I believe myself to have an intuition of the basic vector differential operators, $\mathrm{grad} \equiv \nabla$, $\mathrm{div} \equiv \nabla \cdot$, $\mathrm{curl} \equiv \nabla\times$ and the Laplace operator which is defined as $\nabla^2 \equiv \nabla \cdot \nabla$.
However, the double curl operator which I encountered in the electromagnetic wave equation derived from Ampére's and Faraday's laws has always been very abstract to me. $$\nabla\times\nabla\times \equiv \nabla(\nabla \cdot) - \nabla^2$$
Any intuition would be helpful!
Best regards.
Multivariate Fourier analysis tells us that in principle one can generally decompose any sufficiently nice vector-valued function $\vec F(\vec r)$ as a superposition of elementary plane waves:
$\vec F(\vec r)=\int\int \int_{\vec k} \vec A(\vec k) e^{ i \vec k \cdot \vec r } \ d\vec k$. Thus it is useful to understand how various vector calculus operators treat each elementary term in this superposition. Perhaps this understanding qualifies as some form of "computational intuition" about how these operators behave.
Notation for an elementary plane wave.
For fixed values of $\vec k$ and $\vec A(\vec k)$ we write the elementary plane wave as
$F= f \vec A$ where $f=e^{ i (\vec k \cdot r) }$ is a scalar function of the position vector $\vec r$. Note that only $f$ (not $\vec A$) depends on position. That simplifies all that follows.
The product rules for divergence, curl, etc.

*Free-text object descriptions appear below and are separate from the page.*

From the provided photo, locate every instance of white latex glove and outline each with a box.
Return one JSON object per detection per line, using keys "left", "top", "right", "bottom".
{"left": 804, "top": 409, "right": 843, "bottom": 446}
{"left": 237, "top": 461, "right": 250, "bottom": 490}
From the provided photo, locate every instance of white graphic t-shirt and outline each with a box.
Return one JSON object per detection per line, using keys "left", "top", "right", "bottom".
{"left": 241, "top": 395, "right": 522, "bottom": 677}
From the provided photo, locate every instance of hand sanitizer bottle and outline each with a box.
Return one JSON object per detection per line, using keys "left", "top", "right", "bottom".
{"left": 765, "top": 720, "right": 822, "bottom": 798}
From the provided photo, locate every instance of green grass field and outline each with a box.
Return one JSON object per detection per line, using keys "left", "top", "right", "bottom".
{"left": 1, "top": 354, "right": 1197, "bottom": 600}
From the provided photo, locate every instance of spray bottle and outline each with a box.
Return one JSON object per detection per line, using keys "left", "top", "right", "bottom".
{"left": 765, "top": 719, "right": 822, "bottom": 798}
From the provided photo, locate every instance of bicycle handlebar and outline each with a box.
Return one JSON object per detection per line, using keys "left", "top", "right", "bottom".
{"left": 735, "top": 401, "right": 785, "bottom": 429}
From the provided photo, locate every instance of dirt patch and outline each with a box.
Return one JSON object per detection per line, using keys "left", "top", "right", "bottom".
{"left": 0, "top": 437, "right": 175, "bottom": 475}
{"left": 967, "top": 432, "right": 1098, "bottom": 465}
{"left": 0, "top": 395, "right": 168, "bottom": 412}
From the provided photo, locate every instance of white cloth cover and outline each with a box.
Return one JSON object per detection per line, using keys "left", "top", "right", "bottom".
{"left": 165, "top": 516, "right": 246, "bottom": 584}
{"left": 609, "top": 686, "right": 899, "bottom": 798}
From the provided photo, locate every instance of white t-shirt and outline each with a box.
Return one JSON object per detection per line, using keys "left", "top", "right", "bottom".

One can check that since $\vec A$ is constant in space,
$grad f= i \vec k f$
$div (F)= div(f\vec A)= grad f \cdot \vec A =i (\vec k \cdot \vec A) f$
$curl (F)= curl (f \vec A) = grad f \times \vec A= ( i)( \vec k\times \vec A) f$
The fundamental decomposition formula for the Laplacian of a Vector Field
so (1) $curl(curl f\vec A)= - \vec k\times (\vec k\times \vec A) f$
Similarly
(2) $\nabla ^2 (f \vec A)= -(\vec k\cdot \vec k) \vec A f$
Next $\nabla (\nabla \cdot F)=grad (div (f\vec A) =grad (grad f\cdot \vec A)= grad (i f \vec k \cdot \vec A)$
$ = (i)^2 f (\vec k) (\vec k \cdot \vec A)$; that is,
(3) $\nabla (\nabla \cdot F) = -(\vec k) [(\vec k \cdot \vec A)] f$.
Comparing (1)+(3) vs (2), let's see what happens when we hold $\vec k$ fixed and when $\vec A$ is decomposed into components that are either parallel or perpendicular to $\vec k$. Note that (1),(2) and (3) depend linearly on $\vec A$. One checks easily that each such component of $\vec A$ satisfies the desired relation (1)+(3) =(2).
P.S. For simplicity, you can WLOG assume that $\vec k=(0,0,1)$ and then use linearity to justify checking the 3 purest elementary cases $\vec A= (1,0,0), (0,1,0),$ and $ (0,0,1)$.
P.P.S Note that when $\vec A \cdot \vec k=0$ the divergence of $F$ is zero, and when $\vec A || \vec k$ then the curl of $F$ is zero. This reveals how a general such $F$ can be decomposed into curl-free and divergence -free parts. (Helmholtz decomposition).